Önünden geçtiğimiz hastanenin adı Pasteur. Sanırım yıllar önceden var olan bu adı, değiştirmek istememişler.

ZİNCAN eyaletine doğru ilerliyoruz. Verimli topraklar, meyve bahçeleri, ekin tarlaları Kazvin’de başlamıştı. Zincan’a doğru sürüyor.

TURİZM; İran’ın cankurtaranı olabilir. Çünkü döviz getiriyor. Yılda 200 bin turist geliyormuş. Sekiz bin rehberden anca 80 tanesi iş bulabiliyormuş. Amerikalılar çok para harcıyormuş. Rehberler, Amerikalı turistlerle bizdeki gibi konuşmaya korkarmış. Çünkü turist, internete izlenimlerini yazdığında istihbarat okurmuş. Zaten günde iki kez rehberin ifadesini alıyorlarmış. ABD’de Şah’ı tekrar geri getirmek isteyen İranlılar varmış, televizyon yayını yapıyorlarmış. Genel bir kuraldır: ABD’de her iktidarın bir yedeği bulundurulur. ABD, hiçbir zaman tek ata oynamaz!

Çarşıda rahat geziyoruz. Geleneksel el sanatları içinde bıçak yapımı gelişmiş. Kaliteli bıçaklarından biz bir tane, diğerleri birkaç tane birden alıyor.

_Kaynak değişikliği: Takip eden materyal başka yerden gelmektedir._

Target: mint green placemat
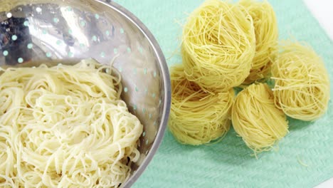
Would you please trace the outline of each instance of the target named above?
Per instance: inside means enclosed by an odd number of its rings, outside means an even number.
[[[180,43],[181,28],[176,21],[183,21],[203,1],[115,1],[144,22],[168,58]],[[292,36],[311,44],[323,57],[332,80],[333,43],[303,2],[270,1],[278,16],[280,38]],[[180,59],[176,53],[168,58],[168,64]],[[159,150],[133,187],[312,187],[333,177],[332,120],[332,102],[327,114],[314,122],[290,120],[290,133],[280,142],[279,151],[264,152],[258,160],[250,156],[251,150],[233,130],[222,142],[200,147],[180,145],[166,131]]]

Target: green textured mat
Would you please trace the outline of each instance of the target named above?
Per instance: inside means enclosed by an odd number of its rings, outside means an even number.
[[[117,0],[150,29],[166,58],[179,46],[184,21],[203,1]],[[302,1],[270,1],[278,19],[281,39],[292,36],[307,41],[324,58],[333,75],[333,42]],[[168,63],[180,62],[179,54]],[[332,85],[331,85],[331,88]],[[332,92],[331,92],[332,95]],[[332,97],[331,97],[332,98]],[[241,138],[231,130],[213,145],[179,144],[169,131],[134,187],[312,187],[333,177],[333,110],[314,122],[290,120],[290,133],[280,150],[250,156]],[[301,163],[308,167],[302,165]]]

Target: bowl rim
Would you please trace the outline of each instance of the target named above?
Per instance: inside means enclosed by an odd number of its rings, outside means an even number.
[[[142,164],[139,167],[137,170],[128,179],[128,180],[122,185],[122,187],[130,187],[142,174],[146,167],[152,161],[154,155],[161,145],[162,141],[164,136],[164,132],[166,129],[169,115],[170,113],[171,108],[171,81],[169,68],[166,64],[164,55],[159,46],[157,41],[155,39],[150,31],[147,26],[132,13],[130,11],[120,6],[120,4],[110,1],[107,2],[105,0],[92,0],[97,2],[101,3],[105,6],[107,6],[112,10],[118,12],[120,14],[125,17],[128,21],[132,22],[139,30],[142,32],[144,36],[147,38],[150,45],[152,46],[154,52],[155,53],[157,60],[159,63],[159,67],[162,70],[162,75],[163,77],[164,82],[164,108],[162,112],[162,116],[159,125],[159,128],[155,137],[153,145],[149,150],[149,152],[147,155],[146,159],[144,160]]]

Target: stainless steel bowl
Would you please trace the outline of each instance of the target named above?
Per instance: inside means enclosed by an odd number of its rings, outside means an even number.
[[[125,100],[144,125],[142,157],[122,186],[130,187],[159,147],[170,109],[170,80],[152,33],[130,12],[110,1],[2,0],[0,66],[114,60]]]

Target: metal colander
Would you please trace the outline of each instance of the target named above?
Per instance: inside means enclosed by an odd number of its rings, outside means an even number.
[[[0,66],[114,61],[122,76],[122,99],[144,125],[142,157],[130,187],[162,139],[170,108],[170,81],[162,51],[134,15],[110,1],[3,0],[0,3]]]

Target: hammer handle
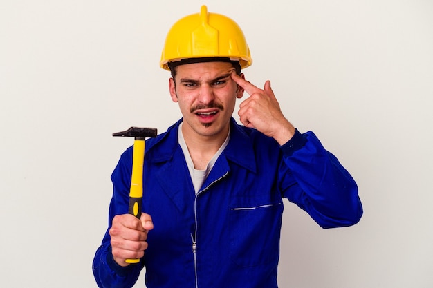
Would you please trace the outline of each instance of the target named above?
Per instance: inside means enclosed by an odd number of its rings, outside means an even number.
[[[134,140],[128,213],[133,215],[138,219],[141,217],[142,204],[142,178],[145,148],[145,142],[144,140],[136,139]],[[140,259],[127,259],[125,262],[127,263],[138,263],[140,262]]]

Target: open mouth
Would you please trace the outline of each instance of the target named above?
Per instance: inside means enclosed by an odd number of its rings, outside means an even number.
[[[217,111],[212,112],[197,112],[196,113],[199,116],[210,116],[212,115],[217,114]]]

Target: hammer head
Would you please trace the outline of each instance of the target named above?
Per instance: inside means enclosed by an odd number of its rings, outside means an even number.
[[[128,130],[113,133],[113,136],[133,137],[136,140],[144,140],[147,137],[156,137],[158,131],[156,128],[131,127]]]

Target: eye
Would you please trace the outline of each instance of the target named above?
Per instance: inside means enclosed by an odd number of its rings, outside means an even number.
[[[219,80],[219,81],[215,81],[214,82],[214,85],[215,86],[219,86],[219,85],[223,85],[224,84],[225,84],[227,81],[226,80]]]

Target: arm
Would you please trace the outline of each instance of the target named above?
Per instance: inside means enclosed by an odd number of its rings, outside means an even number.
[[[250,95],[240,105],[241,122],[282,147],[284,161],[279,177],[284,196],[324,228],[358,222],[362,207],[356,183],[312,132],[302,135],[285,118],[270,81],[260,89],[234,73],[232,79]]]
[[[93,271],[100,287],[131,287],[144,266],[129,265],[127,258],[142,258],[147,248],[147,231],[153,228],[151,218],[142,214],[140,220],[125,214],[128,211],[131,175],[131,149],[122,155],[113,172],[114,187],[110,203],[109,227],[93,259]]]
[[[313,132],[302,135],[297,131],[281,148],[284,163],[279,177],[284,197],[323,228],[359,222],[363,211],[355,180]]]

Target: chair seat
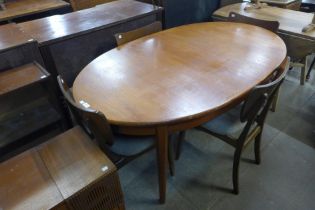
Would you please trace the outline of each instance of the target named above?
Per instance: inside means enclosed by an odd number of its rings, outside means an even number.
[[[114,144],[111,151],[124,156],[132,156],[152,147],[155,143],[154,137],[114,135]]]
[[[237,139],[246,123],[240,121],[242,105],[238,105],[228,112],[216,117],[215,119],[203,124],[201,127],[220,135]]]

SOLTANİYEH DOME (SULTANİYEH KUBBESİ): UNESCO Dünya Kültür Mirası Listesi’nde yer alan Dünyanın 3. Yüksek Kubbesini geziyoruz. Yüksekliği 48.5 m, kubbenin çapı ise 25.5 m. Birincisi, Floransa’da. İkincisi Ayasofya. İlhanlı (İlk-hanlı) Sultanı Muhammed Hüda Bandeh (Olcaytu) tarafından Ermeni ustalara yaptırılmış. Çoğunlukla tuğla kullanılmış. Kubbesine çoğunlukla turkuaz çini döşenmiş. Kuzey ve güney yönünde iki kapısı var. 16 sur ile çevrilmiş. Sekizgen görkemli bir yapı. Temelden itibaren restorasyon yapılıyor. Bitmesini istiyorsunuz bir an önce. Korumalığını yapan Fariba ve Hüseyin ile kolaylıkla anlaşıyoruz. Her ikisi de Azeri Türkü. Derinden derinden Hafız’ın şiiri geliyor kulağımıza. Hz. Ali’nin mezarı buraya taşınmak isteniyor. Ayetullahlar, İslamiyet’te mezarın taşınmasına yer yok diye izin vermiyormuş. İsfahanlı Ali ve iki arkadaşıyla tanışıyor, söyleşiyoruz. Ali, endüstri mühendisi. Ama ticaret yapıyor. Azeri olduğundan iş bulamamış. “İran, sizce nasıl görülüyor? Seviliyor mu?” diye soruyor. Ne cevap verilir buna?